Approximate Inference and Variational Methods: Time-discretized gradient flows compute updated densities as solutions to regularized optimal transport problems, approximated in high dimensions using dual RKHS representations, parameterized ICNNs, or saddle-point algorithms, with theoretical guarantees of convergence (Frogner et al., 2018, Fan et al., 2021).
Policy Optimization in Reinforcement Learning: Interpreting policy updates as Wasserstein gradient flows over policy distribution spaces leads to algorithms (e.g., IP-WGF, DP-WGF) with provable advantages in exploration, robustness, and convergence relative to parameter-space optimization (Zhang et al., 2018).
Learning over Distributions of Distributions: Wasserstein-over-Wasserstein (“WoW”) flows extend the OT geometry to spaces of probability distributions (e.g., labeled datasets seen as mixtures of class-conditional measures), supporting domain adaptation, dataset distillation, and transfer learning via tractable flows with sliced-Wasserstein based kernels (Bonet et al., 9 Jun 2025).
Sampling and Bayesian Inference: The forward-backward (proximal gradient) discretization, in which one alternates an explicit gradient (transport) step on a smooth potential and an implicit proximal step for a nonsmooth entropy or divergence, generalizes Langevin and related sampling methods with interpretable rates and stability (Salim et al., 2020).
Metric Measure Theory: Wasserstein gradient flows extend the notions of heat flow, curvature, and differential calculus to abstract metric measure spaces (e.g., RCD $(K,\infty)$ spaces), providing a link between PDEs and metric geometry (Santambrogio, 2016).
Optimal Frames and Signal Processing: Wasserstein gradient flows are used to variationally evolve frames in signal processing toward tight frames, exploiting geometric decay of suitable potentials in Wasserstein space (Wickman et al., 2018).
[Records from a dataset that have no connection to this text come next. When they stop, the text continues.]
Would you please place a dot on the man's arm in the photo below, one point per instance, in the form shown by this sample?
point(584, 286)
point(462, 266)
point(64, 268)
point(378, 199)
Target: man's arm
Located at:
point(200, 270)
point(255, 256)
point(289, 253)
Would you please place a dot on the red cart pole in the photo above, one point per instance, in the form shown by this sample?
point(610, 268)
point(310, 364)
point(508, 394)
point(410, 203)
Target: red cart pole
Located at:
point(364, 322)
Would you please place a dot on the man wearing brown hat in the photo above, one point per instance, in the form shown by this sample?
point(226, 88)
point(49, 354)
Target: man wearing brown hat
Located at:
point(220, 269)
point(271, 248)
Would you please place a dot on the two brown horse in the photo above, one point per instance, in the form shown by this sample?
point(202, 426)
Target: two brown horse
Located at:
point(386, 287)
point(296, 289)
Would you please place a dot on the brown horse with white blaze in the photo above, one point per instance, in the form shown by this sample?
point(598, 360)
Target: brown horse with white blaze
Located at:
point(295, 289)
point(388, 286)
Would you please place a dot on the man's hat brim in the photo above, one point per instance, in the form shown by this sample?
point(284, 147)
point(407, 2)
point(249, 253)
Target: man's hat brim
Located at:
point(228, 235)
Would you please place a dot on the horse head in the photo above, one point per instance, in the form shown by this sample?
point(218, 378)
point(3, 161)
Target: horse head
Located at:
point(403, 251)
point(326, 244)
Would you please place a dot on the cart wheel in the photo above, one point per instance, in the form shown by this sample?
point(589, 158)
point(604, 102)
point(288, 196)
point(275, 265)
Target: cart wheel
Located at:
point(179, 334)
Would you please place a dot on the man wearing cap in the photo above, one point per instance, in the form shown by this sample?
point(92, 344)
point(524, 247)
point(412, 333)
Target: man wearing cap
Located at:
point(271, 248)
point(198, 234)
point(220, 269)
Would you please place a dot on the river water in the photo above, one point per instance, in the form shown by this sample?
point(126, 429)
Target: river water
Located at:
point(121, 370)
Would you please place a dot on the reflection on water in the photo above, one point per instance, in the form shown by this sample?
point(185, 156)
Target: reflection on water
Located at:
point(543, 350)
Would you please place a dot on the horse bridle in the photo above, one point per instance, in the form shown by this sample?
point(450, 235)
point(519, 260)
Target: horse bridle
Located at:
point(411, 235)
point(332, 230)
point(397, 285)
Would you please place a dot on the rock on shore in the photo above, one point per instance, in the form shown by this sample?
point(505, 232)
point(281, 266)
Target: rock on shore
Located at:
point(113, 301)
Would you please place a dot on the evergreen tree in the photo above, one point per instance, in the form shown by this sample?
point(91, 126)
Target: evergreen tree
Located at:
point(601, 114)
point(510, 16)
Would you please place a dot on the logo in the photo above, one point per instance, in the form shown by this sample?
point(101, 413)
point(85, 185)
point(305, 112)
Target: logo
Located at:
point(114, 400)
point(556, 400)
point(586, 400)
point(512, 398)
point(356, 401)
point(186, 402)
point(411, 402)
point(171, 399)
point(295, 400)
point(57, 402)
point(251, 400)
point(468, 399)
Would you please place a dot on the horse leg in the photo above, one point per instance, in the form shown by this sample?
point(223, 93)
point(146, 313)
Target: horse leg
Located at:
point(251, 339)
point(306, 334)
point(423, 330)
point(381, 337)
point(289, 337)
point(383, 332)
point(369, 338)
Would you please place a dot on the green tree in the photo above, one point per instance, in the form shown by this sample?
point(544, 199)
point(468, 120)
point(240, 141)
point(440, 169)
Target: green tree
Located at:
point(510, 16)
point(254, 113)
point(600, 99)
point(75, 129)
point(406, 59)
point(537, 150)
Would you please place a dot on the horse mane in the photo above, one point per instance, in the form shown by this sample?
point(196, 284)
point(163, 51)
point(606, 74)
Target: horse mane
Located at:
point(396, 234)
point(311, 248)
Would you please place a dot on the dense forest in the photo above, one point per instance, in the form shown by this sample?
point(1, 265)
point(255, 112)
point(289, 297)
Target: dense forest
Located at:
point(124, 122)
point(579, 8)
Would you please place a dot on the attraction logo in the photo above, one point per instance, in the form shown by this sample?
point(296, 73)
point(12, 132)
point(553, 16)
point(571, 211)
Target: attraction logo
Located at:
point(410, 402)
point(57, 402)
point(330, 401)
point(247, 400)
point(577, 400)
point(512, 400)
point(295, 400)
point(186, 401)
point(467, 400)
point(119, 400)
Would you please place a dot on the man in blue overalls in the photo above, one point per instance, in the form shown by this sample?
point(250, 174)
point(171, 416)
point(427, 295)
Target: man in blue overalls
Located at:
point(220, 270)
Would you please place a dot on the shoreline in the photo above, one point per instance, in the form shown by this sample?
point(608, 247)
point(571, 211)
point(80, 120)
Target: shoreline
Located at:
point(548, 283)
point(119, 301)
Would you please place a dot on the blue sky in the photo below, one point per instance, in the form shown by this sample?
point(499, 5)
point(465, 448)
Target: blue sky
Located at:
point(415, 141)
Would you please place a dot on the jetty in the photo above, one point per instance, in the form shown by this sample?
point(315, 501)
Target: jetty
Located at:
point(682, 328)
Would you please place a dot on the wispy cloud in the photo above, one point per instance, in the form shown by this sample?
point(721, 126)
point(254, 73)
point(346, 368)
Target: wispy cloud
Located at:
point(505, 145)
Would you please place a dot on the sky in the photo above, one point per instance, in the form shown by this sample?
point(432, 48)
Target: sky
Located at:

6. Theoretical Innovations and Connections

Temporal evolution of empirical distribution data (e.g., income or mortality) can be modeled by nonparametric local Fréchet regression within Wasserstein space, yielding well-posed estimates of temporal gradients with provable error rates (Chen et al., 2018). Homogenization of gradient flows in spatially inhomogeneous or oscillatory media preserves the geometric structure in the limit, albeit with possibly nontrivial effective metrics—distinct from what is obtained via Gromov–Hausdorff limits—highlighting the interplay between metric convergence and dynamical variational structures (Gao et al., 2023).

Gamma-convergence links large deviation theory and mean-field variational flows in the continuum, cementing the fundamental connection between stochastic particle dynamics, PDEs, and OT geometry (Duong et al., 2012).

7. Summary Table: Core Wasserstein Gradient Flow Concepts

Concept/Technique	Variational/Geometric Quantity	Computational/Numerical Implication
JKO Scheme	Implicit minimizing movement in $W_2$	Recursive quadratic OT-solver, stability
Entropic Regularization	KL divergence, Gibbs kernel	Fast Sinkhorn, parallelizability
Lagrangian Approach	Particle flow map tracking	Automatic positivity, interface capture
Dual Methods (BFM, etc.)	Kantorovich dual (potentials $\varphi$ )	Efficient gradient ascent, large scales
MMD/Kernel Regularized Flows	Moreau envelope in RKHS	Differentiable, tractable, robust
Sliced/Projected Flows	Sliced Wasserstein, quantile embeddings	Dimension-independent, generative modeling
Fibered/Mixture Flows	Multi-indexed/fibered $W_2$	Learning on datasets of distributions

8. Outlook and Future Directions

Emerging developments include extensions to coupled and continuum systems of gradient flows (e.g., fibered Wasserstein flows for multi-phase PDEs), unbalanced OT and flows on unnormalized measures, connections to non-Euclidean and network domains, and scalable algorithms using generative models. The field continues to diversify, integrating geometric, analytic, and computational tools for modeling, optimization, and simulation in spaces of probability measures.

Wasserstein gradient flows now serve as a central framework bridging rigorous analysis, efficient computation, and diverse physical, statistical, and engineering applications.